To help address that confusion, BCLP published the California Consumer Privacy Act Practical Guide, and is publishing a multi-part series that discusses the questions most frequently asked by clients concerning the CCPA.
Q. Is an IP address considered “personal information” under the CCPA?
Personal information is defined by the CCPA as “information that identifies, relates to, describes, is capable of being associated with, or could reasonably be linked, directly or indirectly, with a particular consumer or household.” While the Act provides a list of examples of personal information – which explicitly includes “Internet Protocol Address” – it qualifies the examples by stating that they only fall within the definition of personal information if they identify, relate to, describe, are “capable of being associated with,” or “could be reasonably be linked” with a particular person.
In order to determine whether an IP address is linked to a person, it is important to understand what an IP address represents. Computers that access the internet are assigned either a static or a dynamic Internet Protocol (“IP”) address. A static IP address does not change over time (i.e., it is dedicated to a particular computer to that network or user). A dynamic IP address is assigned by a network when a computer connects and, thus, changes over time (e.g., each time that the user reconnects to the network).
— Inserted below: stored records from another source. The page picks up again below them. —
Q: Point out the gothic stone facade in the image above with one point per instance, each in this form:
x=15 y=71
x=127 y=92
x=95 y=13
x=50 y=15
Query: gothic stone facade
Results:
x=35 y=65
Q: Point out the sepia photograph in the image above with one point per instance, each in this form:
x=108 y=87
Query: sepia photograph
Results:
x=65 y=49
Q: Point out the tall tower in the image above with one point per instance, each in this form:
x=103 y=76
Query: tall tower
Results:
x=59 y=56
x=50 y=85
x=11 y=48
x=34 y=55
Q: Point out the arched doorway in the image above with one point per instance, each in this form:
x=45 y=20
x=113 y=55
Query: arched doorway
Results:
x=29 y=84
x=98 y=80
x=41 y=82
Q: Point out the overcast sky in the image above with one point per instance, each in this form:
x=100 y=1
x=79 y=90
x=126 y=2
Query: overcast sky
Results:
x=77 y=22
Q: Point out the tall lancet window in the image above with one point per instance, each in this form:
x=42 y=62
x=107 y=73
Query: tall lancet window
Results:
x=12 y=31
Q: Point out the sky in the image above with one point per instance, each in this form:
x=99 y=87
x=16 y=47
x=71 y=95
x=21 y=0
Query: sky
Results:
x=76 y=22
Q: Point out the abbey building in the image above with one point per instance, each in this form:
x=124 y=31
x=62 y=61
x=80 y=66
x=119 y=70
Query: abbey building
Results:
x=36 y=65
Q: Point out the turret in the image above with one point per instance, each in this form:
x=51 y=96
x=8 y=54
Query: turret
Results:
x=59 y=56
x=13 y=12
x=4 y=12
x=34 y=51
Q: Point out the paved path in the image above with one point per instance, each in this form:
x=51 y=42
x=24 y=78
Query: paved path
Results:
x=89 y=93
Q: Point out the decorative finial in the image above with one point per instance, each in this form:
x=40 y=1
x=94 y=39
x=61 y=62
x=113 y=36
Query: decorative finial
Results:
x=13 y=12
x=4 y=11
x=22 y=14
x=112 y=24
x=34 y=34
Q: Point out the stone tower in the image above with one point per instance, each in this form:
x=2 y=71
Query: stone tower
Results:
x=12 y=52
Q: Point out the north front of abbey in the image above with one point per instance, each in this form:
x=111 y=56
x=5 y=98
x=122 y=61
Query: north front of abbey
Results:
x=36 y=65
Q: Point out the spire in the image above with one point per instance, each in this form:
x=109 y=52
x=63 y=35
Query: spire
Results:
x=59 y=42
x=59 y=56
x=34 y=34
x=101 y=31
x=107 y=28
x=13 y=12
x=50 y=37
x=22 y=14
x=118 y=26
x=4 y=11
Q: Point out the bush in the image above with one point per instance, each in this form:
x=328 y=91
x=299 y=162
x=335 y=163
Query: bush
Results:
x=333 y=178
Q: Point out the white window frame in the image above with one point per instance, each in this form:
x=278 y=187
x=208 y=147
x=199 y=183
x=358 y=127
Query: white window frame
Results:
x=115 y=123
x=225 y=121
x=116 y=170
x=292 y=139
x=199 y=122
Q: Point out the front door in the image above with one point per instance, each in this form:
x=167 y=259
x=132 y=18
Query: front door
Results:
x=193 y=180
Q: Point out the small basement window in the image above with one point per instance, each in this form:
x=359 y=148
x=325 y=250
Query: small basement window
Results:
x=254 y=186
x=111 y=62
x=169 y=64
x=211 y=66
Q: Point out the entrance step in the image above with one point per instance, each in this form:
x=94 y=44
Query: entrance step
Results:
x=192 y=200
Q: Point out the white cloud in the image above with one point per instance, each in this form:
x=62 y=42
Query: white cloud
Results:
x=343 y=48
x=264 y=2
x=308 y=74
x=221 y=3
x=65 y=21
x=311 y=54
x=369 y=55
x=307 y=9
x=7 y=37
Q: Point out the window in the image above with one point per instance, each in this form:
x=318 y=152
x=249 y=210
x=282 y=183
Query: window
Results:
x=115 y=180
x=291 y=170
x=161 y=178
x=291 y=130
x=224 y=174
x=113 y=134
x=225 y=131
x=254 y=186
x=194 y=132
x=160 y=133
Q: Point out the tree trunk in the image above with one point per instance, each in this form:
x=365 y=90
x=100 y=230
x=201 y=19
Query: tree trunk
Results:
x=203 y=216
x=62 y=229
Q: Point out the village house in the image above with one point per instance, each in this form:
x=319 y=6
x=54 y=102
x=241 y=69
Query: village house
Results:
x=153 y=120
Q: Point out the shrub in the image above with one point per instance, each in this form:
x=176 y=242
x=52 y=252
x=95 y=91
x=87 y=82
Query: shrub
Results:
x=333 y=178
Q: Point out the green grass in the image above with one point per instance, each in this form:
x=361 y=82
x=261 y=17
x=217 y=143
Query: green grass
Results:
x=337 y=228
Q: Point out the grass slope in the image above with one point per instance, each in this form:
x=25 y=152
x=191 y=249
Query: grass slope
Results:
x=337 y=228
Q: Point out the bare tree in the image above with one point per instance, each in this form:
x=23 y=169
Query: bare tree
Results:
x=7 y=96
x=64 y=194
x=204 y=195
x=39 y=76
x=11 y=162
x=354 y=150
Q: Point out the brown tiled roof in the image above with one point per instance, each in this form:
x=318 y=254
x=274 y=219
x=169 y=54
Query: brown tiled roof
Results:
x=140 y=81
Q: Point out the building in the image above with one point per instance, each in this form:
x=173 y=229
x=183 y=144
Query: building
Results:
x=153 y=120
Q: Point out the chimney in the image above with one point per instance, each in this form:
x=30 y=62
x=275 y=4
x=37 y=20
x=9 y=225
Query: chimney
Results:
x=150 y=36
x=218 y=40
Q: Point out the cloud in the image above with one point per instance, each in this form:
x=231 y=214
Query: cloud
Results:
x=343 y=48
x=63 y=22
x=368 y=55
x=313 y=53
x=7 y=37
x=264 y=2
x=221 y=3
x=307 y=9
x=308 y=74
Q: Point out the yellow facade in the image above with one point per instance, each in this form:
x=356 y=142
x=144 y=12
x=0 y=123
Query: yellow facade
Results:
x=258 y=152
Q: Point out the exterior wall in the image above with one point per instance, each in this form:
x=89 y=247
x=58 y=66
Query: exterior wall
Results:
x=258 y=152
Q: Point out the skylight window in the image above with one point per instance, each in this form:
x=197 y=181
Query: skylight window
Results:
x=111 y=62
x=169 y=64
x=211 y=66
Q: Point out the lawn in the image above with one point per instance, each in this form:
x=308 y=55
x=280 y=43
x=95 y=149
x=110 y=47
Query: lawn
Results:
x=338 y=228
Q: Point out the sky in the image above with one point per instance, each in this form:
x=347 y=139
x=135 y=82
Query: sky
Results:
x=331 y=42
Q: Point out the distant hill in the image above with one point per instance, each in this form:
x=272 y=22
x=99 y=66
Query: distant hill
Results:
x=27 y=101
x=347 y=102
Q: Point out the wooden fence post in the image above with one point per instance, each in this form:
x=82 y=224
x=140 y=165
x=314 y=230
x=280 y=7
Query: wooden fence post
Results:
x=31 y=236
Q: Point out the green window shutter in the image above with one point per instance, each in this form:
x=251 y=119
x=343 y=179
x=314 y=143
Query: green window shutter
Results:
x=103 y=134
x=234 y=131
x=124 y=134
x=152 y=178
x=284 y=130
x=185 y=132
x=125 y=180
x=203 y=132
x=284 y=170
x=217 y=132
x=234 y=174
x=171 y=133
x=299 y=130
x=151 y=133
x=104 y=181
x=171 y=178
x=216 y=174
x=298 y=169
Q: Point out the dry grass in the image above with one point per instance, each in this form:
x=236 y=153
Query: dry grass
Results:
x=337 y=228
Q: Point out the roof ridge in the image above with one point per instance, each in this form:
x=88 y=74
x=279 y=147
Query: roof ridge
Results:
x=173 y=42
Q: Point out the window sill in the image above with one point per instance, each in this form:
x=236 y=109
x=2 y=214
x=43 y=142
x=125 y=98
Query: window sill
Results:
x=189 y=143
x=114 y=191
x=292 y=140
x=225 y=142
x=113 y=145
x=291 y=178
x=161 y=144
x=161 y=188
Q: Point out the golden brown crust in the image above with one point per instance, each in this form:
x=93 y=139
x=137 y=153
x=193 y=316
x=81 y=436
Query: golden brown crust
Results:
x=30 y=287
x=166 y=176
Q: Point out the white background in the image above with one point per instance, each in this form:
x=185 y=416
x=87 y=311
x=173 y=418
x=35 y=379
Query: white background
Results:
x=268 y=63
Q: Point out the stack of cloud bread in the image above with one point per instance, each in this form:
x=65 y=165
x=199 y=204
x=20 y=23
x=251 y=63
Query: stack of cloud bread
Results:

When examining whether a static or a dynamic IP address constitutes personal information, California courts may look to how European regulators viewed IP addresses in the context of the European GDPR’s definition of “personal data” which is substantially similar to the CCPA’s definition of “personal information.” The Article 29 Working Party took the position that because static IP addresses do not change, and IP addresses can be used to identify the computer (or user), “[t]he possibility exists in many cases . . . of linking the user’s IP address to other personal data . . . that identify him/her, especially if use is made of invisible processing means to collect additional data on the user (for instance, using cookies containing a unique identifier)….” The Working Party further recognized that because of the nature of dynamic IP addresses in some cases “a third party can get to know the dynamic IP address of a user but not be able to link it to other data concerning this person that would make his/her identification possible.”